New Bishop Garden Strengthens Curriculum and Connection with the Natural World

Thanks to the new Garden, students at Bishop have started connecting their class work to the external environment with hands-on experiences, physical work and lesson plans that explicitly link outdoor activities to the curriculum. Planting has already occurred in the raised beds of what will primarily be an edible garden, and the strawberries should be ripe by the second or third week in June.

Principal Mark McAneny, who originated the teaching garden idea, created a taskforce that included three Bishop parents, a fourth grade teacher, the Arlington Recycling Coordinator and a representative from the after-school program. They worked on fundraising for two years, and received money from the Whole Kids Foundation, a Whole Foods 5% Day, and the Bishop PTO and parent community.

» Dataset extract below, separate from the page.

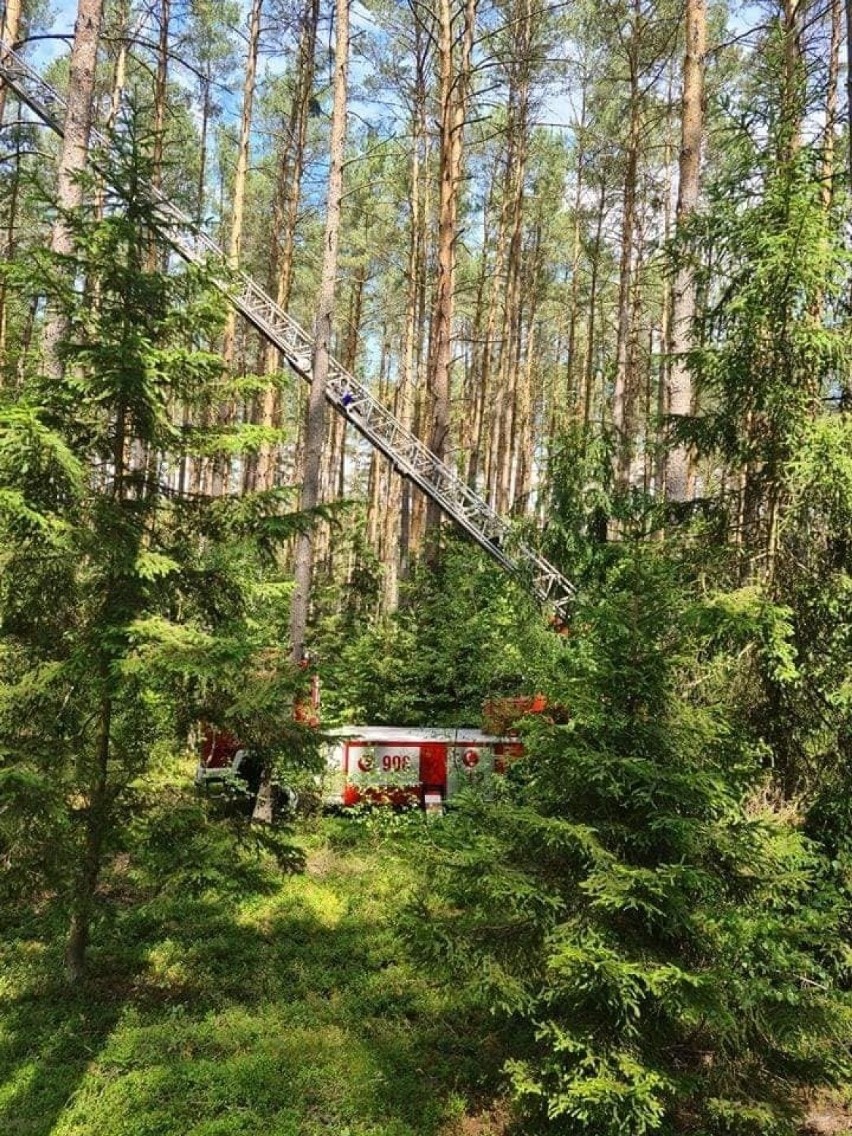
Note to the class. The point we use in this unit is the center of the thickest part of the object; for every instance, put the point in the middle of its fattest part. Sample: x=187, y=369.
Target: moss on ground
x=232, y=995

An on-site educational composting area is part of the design, and Bishop students are already composting fruit and vegetable food scraps at lunch. The Bright Start after-school program has the responsibility to transfer the collected food to the compost bin, and mix the waste with browns and water. In addition to providing nutritional compost that will be placed in the garden, the composting program will be integrated into the second grade curriculum unit that focuses on soils.

Now that the garden is in place, the emphasis will move to developing lesson plans and providing support to implement them. Bishop has just been awarded an Innovations in Education grant from the Arlington Education Foundation that will be used to develop educational materials. The Garden Educator from Home Harvest will be working with Bishop teachers this summer so that the lessons are ready for implementation next fall. Home Harvest, founded by AHS graduate Ben Barkan, also created the garden design and led the installation effort.

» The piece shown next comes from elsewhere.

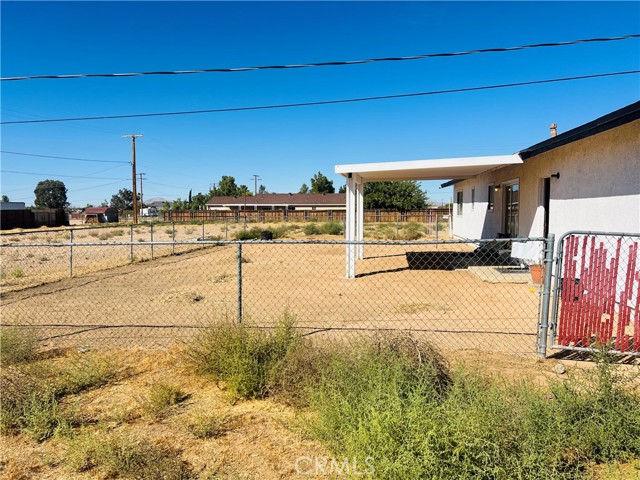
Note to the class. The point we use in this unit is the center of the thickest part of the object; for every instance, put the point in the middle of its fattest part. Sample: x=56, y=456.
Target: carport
x=438, y=169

The taskforce is already starting to think about ways to support a garden educator/coordinator in the future. This is a key component present in the vibrant programs across the country that the group investigated. Professional development funding will also be important to ensure that the space is utilized fully.

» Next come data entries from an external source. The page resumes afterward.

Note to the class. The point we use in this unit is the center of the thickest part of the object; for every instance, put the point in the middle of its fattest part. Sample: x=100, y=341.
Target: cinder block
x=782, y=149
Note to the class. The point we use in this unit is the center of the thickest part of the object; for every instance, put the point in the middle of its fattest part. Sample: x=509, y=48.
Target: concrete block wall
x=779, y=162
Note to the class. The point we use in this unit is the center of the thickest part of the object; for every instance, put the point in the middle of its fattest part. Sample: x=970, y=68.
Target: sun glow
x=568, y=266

The Bishop Garden is a remarkable example of an initiative that unites the entire school community, and provides learning opportunities that span earth science, math, reading, nutrition and health, outdoor art and much, much more.  As Principal McAneny states in the Arlington Advocate article about the garden installation, “All children need and benefit from more time outdoors;  it is critical for their health, self-concept and future school success.”  Congratulations to everyone who worked hard to make this teaching garden a reality, and I look forward to the many ways our students and teachers use the space.